Some paleo dieters use traveling as a time to do some intermittent fasting. Because eating at the airport or on an airplane can be difficult while following a paleo diet, fasters will simply skip eating while in transit. For longer flights, fasting may feel too overwhelming, but for shorter flights, you may simply skip lunch or dinner and eat when you touch down. If you plan to fast during travel, try not to eat any more food than normal before or after the fasting period. Overstuffing yourself after a fast can make you feel overly full, tired, and sluggish during your vacation.
Once you arrive at your destination, visiting a local grocery store that provides ample organic produce and free-range, pastured meats is best. Eating food from grocery stores will not only save you money, but it will allow you to ensure your food is the best possible quality. Some cities may host a farmer’s market or other outdoor market where local produce is sold.

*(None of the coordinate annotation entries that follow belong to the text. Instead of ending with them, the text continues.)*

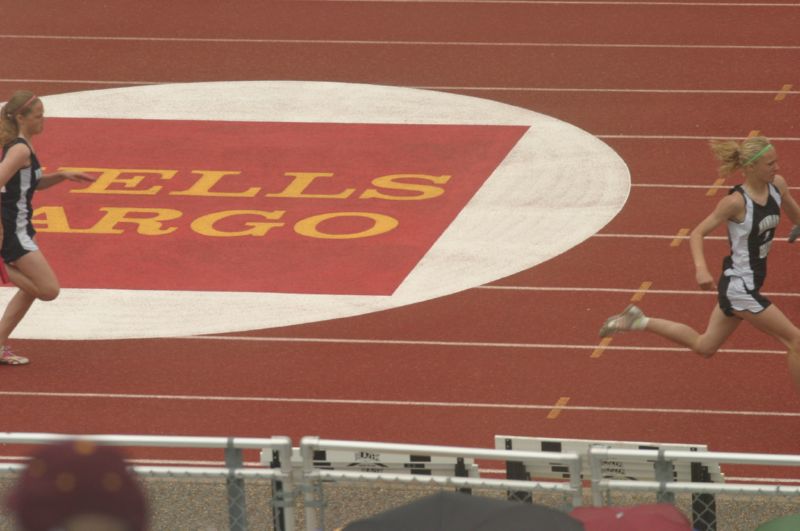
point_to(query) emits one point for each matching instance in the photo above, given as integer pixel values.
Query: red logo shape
(320, 208)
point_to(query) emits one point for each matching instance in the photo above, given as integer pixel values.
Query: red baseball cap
(73, 478)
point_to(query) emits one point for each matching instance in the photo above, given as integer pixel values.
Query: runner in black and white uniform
(17, 208)
(744, 270)
(751, 211)
(21, 118)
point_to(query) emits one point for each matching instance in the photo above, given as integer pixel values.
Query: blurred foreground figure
(78, 486)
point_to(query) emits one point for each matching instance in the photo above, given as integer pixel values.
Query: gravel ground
(200, 505)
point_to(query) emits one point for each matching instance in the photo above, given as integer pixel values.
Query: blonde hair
(20, 103)
(734, 155)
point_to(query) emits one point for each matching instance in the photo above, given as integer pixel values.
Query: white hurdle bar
(311, 475)
(600, 485)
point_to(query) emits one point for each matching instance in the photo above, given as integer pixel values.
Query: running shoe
(7, 357)
(621, 322)
(794, 234)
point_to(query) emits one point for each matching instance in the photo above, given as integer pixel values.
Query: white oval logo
(222, 207)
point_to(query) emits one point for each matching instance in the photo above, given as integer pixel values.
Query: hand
(77, 177)
(705, 280)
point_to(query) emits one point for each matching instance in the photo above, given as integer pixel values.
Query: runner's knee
(704, 348)
(48, 293)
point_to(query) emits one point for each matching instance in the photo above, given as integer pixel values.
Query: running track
(653, 80)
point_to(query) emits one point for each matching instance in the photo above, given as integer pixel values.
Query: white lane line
(607, 90)
(687, 137)
(375, 42)
(430, 87)
(403, 403)
(573, 2)
(680, 186)
(652, 236)
(460, 344)
(620, 290)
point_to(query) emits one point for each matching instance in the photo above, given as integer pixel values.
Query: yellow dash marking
(783, 92)
(639, 295)
(603, 344)
(715, 187)
(679, 238)
(556, 411)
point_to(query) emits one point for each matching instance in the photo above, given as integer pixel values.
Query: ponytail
(733, 155)
(20, 103)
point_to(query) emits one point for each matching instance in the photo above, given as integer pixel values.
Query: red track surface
(221, 387)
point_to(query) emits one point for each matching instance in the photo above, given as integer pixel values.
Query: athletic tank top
(17, 194)
(752, 238)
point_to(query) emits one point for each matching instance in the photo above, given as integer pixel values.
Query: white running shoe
(794, 234)
(621, 322)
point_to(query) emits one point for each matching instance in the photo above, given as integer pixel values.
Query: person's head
(78, 486)
(755, 156)
(23, 114)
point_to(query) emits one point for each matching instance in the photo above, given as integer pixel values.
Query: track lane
(474, 314)
(446, 22)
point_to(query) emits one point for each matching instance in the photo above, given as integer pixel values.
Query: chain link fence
(324, 485)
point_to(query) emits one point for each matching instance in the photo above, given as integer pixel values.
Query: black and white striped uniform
(17, 210)
(744, 271)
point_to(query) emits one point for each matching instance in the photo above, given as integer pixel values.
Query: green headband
(758, 155)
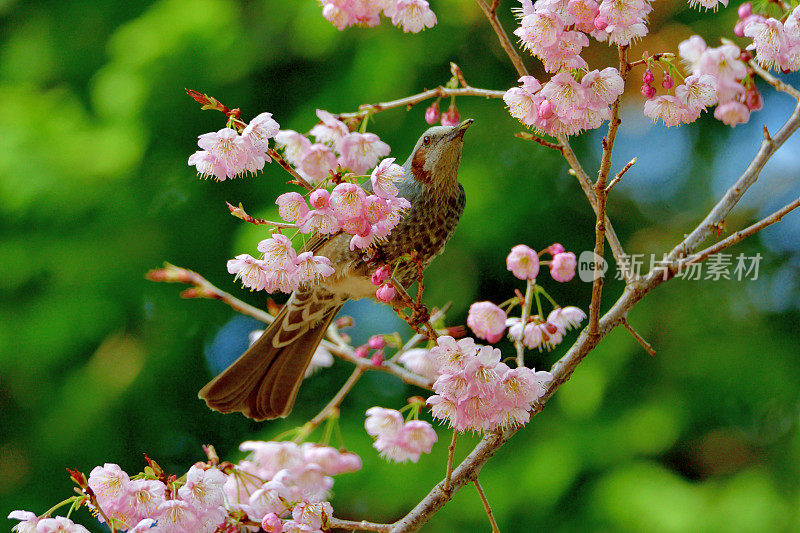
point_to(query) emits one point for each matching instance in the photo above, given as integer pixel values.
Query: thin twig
(363, 525)
(775, 82)
(535, 138)
(526, 312)
(602, 196)
(486, 506)
(646, 345)
(620, 174)
(205, 289)
(502, 36)
(239, 212)
(451, 450)
(438, 92)
(736, 237)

If you do not have access to a grocery store or farm market and you must visit a restaurant, check their menu before heading out so you have a paleo plan upon arrival. Pick out what you want ahead of time and ask for the necessary substitutions. Swap the potatoes for fresh, steamed greens or ask for extra vegetables instead of rice. Most restaurants will accommodate the dietary requests and needs of the customer.
Sometimes when traveling, you have to eat non-paleo foods. If you’re going to eat foods that are not paleo-approved, make them worth it. If you get something you did not end up enjoying, you will feel guilty and frustrated. Instead, pick items that you simply cannot pass up. If you really feel a need to have some chocolate cake for dessert, skip it and buy a dark chocolate bar on the way home to savor. Not only will it last longer, but you will also satisfy your craving without straying too far from the paleo diet.
Traveling while maintaining a paleo diet in the modern world can be difficult. With a little foresight and planning, however, you can stick to your goals and achieve success. No matter where you end up on your travels, you don’t have to leave your paleo diet at home.